Ultimas tendencias del arte americano en Nueva York
Ante una muestra como la Bienal de Arte Contemporáneo Americano sentimos una primera impresión de despiste total: el placer que nos produce una obra de arte depende, en gran medida, de nuestra capacidad de situarla, aunque sea vagamente, en un contexto; y aunque no me cabe duda que esto es resultado de la historia del arte -enseñada como historia del progreso en el arte- que hemos disfrutado o padecido, no es éste el lugar para discutir si tal actitud es adecuada o lamentable: está ahí, y de ella participan no sólo el público, sino también los artistas. Parece, por tanto, lógico esperar del cátálogo de una exposición de las tendencias más diversas y representativas de la vanguardia americana actual, que nos ayude a entender y gozar de lo expuesto, situando a cada obra en una corriente histórica y de investigación.No es que sea tarea fácil clasificar ni describir las últimas tendencias del arte actual, y esta Bienal es demostración palpable e indigesta de ello; razón de más para aplicarse en el intento en vez de cubrir el expediente con cuatro etiquetas pretenciosas y vagas o, por lo menos, para reconocer la imposibilidad de llevarlo a cabo e intentar razonar las causas de tal imposibilidad.
Tal vez intentándolo, aquí descubriríamos algunas preguntas interesantes, como la de si tiene algún sentido celebrar bienales -adelanto que para mí la respuesta es que no.
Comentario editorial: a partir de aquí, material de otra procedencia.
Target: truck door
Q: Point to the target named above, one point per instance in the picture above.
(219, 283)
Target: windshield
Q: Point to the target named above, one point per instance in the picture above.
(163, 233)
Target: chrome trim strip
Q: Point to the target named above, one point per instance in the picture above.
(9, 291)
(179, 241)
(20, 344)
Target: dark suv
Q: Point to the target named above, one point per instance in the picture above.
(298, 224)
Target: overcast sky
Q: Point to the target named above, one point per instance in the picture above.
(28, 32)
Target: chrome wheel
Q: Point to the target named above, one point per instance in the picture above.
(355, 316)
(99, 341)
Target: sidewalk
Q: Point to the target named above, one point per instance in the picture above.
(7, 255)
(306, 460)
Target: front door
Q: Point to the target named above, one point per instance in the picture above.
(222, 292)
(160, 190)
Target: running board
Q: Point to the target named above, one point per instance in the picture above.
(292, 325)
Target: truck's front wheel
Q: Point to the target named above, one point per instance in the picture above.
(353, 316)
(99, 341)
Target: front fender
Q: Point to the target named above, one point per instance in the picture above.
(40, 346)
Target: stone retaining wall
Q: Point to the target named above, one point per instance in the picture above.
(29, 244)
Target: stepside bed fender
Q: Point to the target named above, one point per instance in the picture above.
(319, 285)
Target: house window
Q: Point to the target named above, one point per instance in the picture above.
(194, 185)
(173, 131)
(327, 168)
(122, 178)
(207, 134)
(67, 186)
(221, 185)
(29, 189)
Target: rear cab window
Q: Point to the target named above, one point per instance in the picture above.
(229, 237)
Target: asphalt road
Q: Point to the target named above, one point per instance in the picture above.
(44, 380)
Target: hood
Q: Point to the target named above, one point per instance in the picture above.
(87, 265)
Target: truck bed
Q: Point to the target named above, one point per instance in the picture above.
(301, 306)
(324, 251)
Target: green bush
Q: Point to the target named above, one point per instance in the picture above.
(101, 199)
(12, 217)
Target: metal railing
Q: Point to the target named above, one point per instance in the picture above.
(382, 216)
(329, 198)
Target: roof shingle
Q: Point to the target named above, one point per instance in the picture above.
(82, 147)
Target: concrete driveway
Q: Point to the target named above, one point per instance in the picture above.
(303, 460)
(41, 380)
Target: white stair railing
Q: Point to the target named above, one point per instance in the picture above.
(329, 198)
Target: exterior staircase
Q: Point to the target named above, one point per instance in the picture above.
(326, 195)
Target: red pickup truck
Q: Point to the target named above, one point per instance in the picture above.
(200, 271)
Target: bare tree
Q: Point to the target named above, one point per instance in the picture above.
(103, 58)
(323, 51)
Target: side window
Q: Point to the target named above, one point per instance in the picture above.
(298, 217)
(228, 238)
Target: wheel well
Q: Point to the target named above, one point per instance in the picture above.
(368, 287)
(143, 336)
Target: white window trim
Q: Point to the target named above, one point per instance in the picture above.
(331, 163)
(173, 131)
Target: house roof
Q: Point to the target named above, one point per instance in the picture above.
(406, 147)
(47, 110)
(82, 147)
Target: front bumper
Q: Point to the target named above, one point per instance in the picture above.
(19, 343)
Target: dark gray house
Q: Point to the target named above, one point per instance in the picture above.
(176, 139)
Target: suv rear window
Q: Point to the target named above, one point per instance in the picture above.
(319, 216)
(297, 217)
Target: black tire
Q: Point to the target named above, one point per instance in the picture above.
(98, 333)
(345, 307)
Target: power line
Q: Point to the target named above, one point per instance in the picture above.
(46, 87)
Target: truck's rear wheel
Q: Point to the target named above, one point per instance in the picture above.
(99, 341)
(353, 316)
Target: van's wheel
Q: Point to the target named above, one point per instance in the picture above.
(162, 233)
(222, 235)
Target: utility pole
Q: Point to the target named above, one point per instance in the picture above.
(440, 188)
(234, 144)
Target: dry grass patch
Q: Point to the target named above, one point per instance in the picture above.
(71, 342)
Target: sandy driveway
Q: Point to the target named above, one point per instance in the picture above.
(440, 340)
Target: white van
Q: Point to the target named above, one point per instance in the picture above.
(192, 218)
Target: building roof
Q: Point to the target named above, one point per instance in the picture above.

Pero, ¿de verdad es imposible etiquetar las. diversas áreas en que plantea su investigación el artista de hoy?-. Lamento la manera tan cursi de describir la actividad del artista, pero no pido perdón por ello: es la convencional de un tiempo a esta parte. Yo creo que no; creo que, salvando la obligada simplificación que toda etiqueta conlleva, y puesto que de lo que se trata es de ayudar al público, aún se pueden usar las viejas categorías de abstracto y figurativo, con sus respectívas subclases: expresionista, minimalista, conceptual, realista, hiperrealista, surrealista, realista mágico, etcétera.., terminología que presenta una doble ventaja: por ser casi universalmente conocida, indica al atrevido turista por dónde van los tiros y, precisamente por estar ya muy vista y todo el mundo de acuerdo en que es esencialmente imperfecta, le permite dárselas de listo y no tomársela al pie de la letra.
Supongo que lo que impide la adopción de medida tan razonable en este caso tiene menos que ver con una posible y necesaria revolución en la episitemología de los críticos y conservadores de museos que con el elemental -y cómplice tacto, que aconseja no mentar la soga en casa del ahorcado: en un ámbito cultural en el que las vanguardias artísticas se suceden -literalmente, se eliminan- con periodicidad cada vez más breve, y en el que parece que la última moda conceptual presenta claros síntomas de rigor mortis, tanto los críticos como los artistas están con las orejas tiesas, esperando oír o intuir cuál va a ser la próxima novedad, y con un santo temor a que les pillen, como se dice aquí, with their pants down -en bragas, sería el equivalente castizo-, es decir, aplicando o dejándose aplicar categorías de la temporada anterior.
En resumen, que estamos probablemente en un momento apasionante, en el que nadie tiene ni idea de qué va a pasar, porque las respuestas se están cociendo en lofts y talleres de artistas desconocidos, en alguna escuela de arte o quizá aun en los kindergarten; que los museos, por muy de vanguardia que quieran ser, van a lo suyo, que es lo representativo -¿de qué?, ¿de quién?: de quien compra y quien vende; que intentan cubrir su desorientación con un cajón de sastre, que incluye a artistas tan consagrados como Liclitenstein o Frank Stella (¿por qué no a Warhol, Lee Strasberg o Norman Rockwell?), o tan jóvenes como Rita Myers, o tan insignificantes y mediocres como Robert Arneson, y que intentan legitimizar la falta de criterio en su selección, balbuciendo pedanterías destinadas.